Under the Nigerian legal system, parties are encouraged to amicably settle their matters even after court proceedings have commenced. When parties who are already in court decide to resolve their differences amicably, they often enter an agreement embodying their terms of settlement and request the court to enter those terms as the judgment of the court. The judgment of the court in those circumstances is called a consent judgment.

There was, however a trend in the Court of Appeal, whereby, rather than enter the parties’ terms of settlement as a consent judgment, pursuant to a report of an amicable resolution of their dispute by the parties, the appeal is struck out by the court upon the notion that the court of appeal lacks jurisdiction to enter consent judgment. This issue came up for consideration in the recent case of EMEKA ARIGUZO & ANOR V. MRS. FELICIA OSOBU & 4 ORS (CA/L/868/2015).

In that case, the parties, in the course of the appeal against the decision of the High Court, agreed to amicably resolve their dispute which related to real property. Their respective lawyers prepared and all parties signed the terms of settlement. The parties then applied that the Court of Appeal enter the terms of settlement as a consent judgment.

The Court of Appeal in determining whether it could enter, as its own judgment, terms of settlement agreed upon by parties, critically analysed the provision of Order 16 Rules (3) (a) and (4) of the Court of Appeal Rules, 2011 in force at that date (the 2011 Rules).

By the provisions of Order 16 Rule 3 of the 2011 Rules parties, at any time during the course of the hearing of an appeal, could explore mediation or any other Alternative Dispute Resolution mechanism they considered appropriate in the circumstances towards the resolution of their dispute. Order 16 Rule 4 of the 2011 Rules further provided that where any of the Alternative Dispute Resolution mechanisms adopted was successful, the Court shall adopt the agreement reached by the parties as the judgment of the Court.

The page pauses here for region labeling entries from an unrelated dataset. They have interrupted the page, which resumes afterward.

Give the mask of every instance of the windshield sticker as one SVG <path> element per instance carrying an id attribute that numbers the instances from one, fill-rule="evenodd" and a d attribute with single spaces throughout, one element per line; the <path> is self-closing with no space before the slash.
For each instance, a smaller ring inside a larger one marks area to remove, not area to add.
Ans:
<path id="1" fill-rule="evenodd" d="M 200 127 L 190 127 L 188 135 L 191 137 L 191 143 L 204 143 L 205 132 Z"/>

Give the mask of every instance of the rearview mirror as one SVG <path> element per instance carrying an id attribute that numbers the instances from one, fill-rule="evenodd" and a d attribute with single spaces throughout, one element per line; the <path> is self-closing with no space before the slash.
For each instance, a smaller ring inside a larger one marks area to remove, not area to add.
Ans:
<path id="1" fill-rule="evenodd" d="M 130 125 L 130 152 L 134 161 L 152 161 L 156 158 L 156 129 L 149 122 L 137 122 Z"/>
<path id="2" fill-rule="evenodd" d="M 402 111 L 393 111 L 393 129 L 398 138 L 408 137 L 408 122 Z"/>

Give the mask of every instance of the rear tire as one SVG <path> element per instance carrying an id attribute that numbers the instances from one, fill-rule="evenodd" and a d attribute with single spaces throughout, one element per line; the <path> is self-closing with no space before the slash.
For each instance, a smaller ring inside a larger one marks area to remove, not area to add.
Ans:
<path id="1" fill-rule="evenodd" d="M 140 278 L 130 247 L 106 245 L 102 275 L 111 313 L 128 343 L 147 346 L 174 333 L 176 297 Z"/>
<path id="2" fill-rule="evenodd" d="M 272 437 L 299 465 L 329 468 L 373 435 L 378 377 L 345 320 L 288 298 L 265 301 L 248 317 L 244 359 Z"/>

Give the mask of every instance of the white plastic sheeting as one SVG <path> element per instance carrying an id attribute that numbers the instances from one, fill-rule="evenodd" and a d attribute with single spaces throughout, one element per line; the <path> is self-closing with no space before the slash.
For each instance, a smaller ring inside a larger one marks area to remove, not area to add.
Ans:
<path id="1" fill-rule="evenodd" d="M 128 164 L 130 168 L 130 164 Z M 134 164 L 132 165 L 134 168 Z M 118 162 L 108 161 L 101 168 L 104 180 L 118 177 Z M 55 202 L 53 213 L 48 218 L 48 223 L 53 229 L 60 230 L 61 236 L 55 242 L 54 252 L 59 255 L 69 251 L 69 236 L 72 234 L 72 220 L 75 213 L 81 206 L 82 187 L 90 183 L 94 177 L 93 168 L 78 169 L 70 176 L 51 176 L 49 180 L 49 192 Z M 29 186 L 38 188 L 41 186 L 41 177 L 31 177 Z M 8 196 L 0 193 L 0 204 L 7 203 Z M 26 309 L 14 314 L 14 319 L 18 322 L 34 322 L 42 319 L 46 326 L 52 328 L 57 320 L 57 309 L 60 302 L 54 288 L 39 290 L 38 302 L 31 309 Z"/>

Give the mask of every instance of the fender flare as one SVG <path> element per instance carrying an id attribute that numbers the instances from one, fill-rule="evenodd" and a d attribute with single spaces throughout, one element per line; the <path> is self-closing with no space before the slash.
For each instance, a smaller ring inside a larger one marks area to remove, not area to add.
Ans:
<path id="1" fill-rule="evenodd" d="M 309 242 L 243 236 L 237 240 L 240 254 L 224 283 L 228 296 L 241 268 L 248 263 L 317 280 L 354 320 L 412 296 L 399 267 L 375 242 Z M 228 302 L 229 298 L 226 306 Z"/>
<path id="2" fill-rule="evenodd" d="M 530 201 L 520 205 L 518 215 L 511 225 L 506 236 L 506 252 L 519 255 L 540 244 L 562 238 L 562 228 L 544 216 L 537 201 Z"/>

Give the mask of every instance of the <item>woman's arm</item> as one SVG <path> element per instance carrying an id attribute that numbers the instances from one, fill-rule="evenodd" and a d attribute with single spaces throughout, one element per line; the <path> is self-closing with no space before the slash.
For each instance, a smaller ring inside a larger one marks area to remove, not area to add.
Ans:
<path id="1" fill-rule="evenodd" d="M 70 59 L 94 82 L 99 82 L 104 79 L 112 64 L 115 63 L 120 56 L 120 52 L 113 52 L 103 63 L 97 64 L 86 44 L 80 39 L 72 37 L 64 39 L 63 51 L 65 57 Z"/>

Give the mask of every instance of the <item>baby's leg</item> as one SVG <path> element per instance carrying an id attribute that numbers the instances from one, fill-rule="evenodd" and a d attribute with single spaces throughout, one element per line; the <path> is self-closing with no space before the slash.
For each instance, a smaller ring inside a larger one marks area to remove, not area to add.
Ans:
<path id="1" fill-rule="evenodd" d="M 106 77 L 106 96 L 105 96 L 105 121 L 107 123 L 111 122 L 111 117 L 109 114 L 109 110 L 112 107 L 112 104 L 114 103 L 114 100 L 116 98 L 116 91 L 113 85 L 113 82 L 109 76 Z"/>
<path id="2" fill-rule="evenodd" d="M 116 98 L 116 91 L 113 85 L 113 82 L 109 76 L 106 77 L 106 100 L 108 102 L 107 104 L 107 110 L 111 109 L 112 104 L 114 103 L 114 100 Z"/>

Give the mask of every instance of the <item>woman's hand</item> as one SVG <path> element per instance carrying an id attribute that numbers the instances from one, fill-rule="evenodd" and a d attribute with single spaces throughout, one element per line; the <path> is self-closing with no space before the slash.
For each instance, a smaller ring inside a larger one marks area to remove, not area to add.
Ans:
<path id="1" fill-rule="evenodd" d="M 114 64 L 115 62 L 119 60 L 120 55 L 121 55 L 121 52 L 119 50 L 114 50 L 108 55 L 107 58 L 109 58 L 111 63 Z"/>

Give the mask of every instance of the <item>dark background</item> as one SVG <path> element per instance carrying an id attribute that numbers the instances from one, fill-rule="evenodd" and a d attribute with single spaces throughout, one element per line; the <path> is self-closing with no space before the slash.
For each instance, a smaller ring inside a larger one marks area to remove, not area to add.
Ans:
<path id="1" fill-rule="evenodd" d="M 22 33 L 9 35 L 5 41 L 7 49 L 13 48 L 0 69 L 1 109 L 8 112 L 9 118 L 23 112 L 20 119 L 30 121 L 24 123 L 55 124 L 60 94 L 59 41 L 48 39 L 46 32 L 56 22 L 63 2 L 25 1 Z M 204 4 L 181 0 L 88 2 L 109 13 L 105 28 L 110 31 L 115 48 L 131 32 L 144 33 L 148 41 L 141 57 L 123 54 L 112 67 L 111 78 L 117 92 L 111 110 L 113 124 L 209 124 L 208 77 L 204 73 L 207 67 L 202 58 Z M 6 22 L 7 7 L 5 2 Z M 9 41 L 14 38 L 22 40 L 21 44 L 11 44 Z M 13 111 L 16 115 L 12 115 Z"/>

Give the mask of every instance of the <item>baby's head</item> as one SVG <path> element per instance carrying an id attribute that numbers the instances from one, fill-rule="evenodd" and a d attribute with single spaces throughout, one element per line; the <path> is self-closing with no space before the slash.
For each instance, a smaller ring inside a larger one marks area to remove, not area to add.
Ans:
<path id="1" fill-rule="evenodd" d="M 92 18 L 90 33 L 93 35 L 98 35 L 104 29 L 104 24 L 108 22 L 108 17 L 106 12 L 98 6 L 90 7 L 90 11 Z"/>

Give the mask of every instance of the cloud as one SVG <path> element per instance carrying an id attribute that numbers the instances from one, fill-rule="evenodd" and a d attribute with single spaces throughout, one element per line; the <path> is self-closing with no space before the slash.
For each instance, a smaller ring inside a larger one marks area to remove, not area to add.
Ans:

The Court of Appeal therefore decided based on the provision of the 2011 Rules, that parties to an appeal are at liberty to settle their disputes at any time during the appeal proceedings, through mediation or any other Alternative Dispute Resolution mechanism. It noted that since its own internal mediation programme – the Court of Appeal Mediation Programme (CAMP) – was yet to be inaugurated, parties could take advantage of Order 16 Rules 3 and 4 of its rules, to settle their disputes amicably out of Court, and the Court would adopt the terms of settlement as its judgment.

The Court, following the decision of the Supreme Court in SPM LTD V. ADETUNJI (2009) 13 NWLR (Pt. 1159) 647 S.C decided that it is a cardinal principle of the Nigerian judicial system to allow parties to amicably resolve their disputes and the terms of settlement of the dispute could be filed and made the judgment of the appellate court, even if as in this case, the terms did not flow from the decision of the trial court. Such terms of settlement must however be ascertainable and capable of being enforced with the acquired or abandoned rights of the respective parties clearly spelt out therein.

While this case provides further judicial support for entry of consent judgment by the Court of Appeal, it is important to note that the provisions of Order 16 Rule 3 of the 2011 Rules are not replicated in the Court of Appeal Rules, 2016 (the 2016 Rules) which was enacted after the delivery of the decision of the court of appeal under review.

Under the 2016 Rules, there is no provision for alternative dispute resolution procedure other than under the Court of Appeal Mediation Programme. Furthermore, the matters that can be referred to the Court of Appeal Mediation Programme are limited by Order 16 Rule 1(1) of the 2016 Rules to civil appeals in respect of breach of contract, liquidated money demand, matrimonial causes, child custody, parental actions, inheritance, chieftaincy or personal actions in tort. It is if this court-supervised dispute resolution mechanism is successful that the Court must adopt the agreement reached by the parties as its own judgment.

The silence of the 2016 Rules as to the fate of settlement agreements reached by parties in respect of appeals not covered by Order 16 of the 2016 Rules certainly raises the question as to whether such terms of settlement will still qualify to be entered as the judgment of the Court of Appeal.

It is however hoped that when this issue does arise, the Court of Appeal will resolve it in line with the principles enunciated in Ariguzo’s case.

*Olaniran Obele and Olakunle Uthman of Tayo Oyetibo LP acted for the Appellants in this appeal.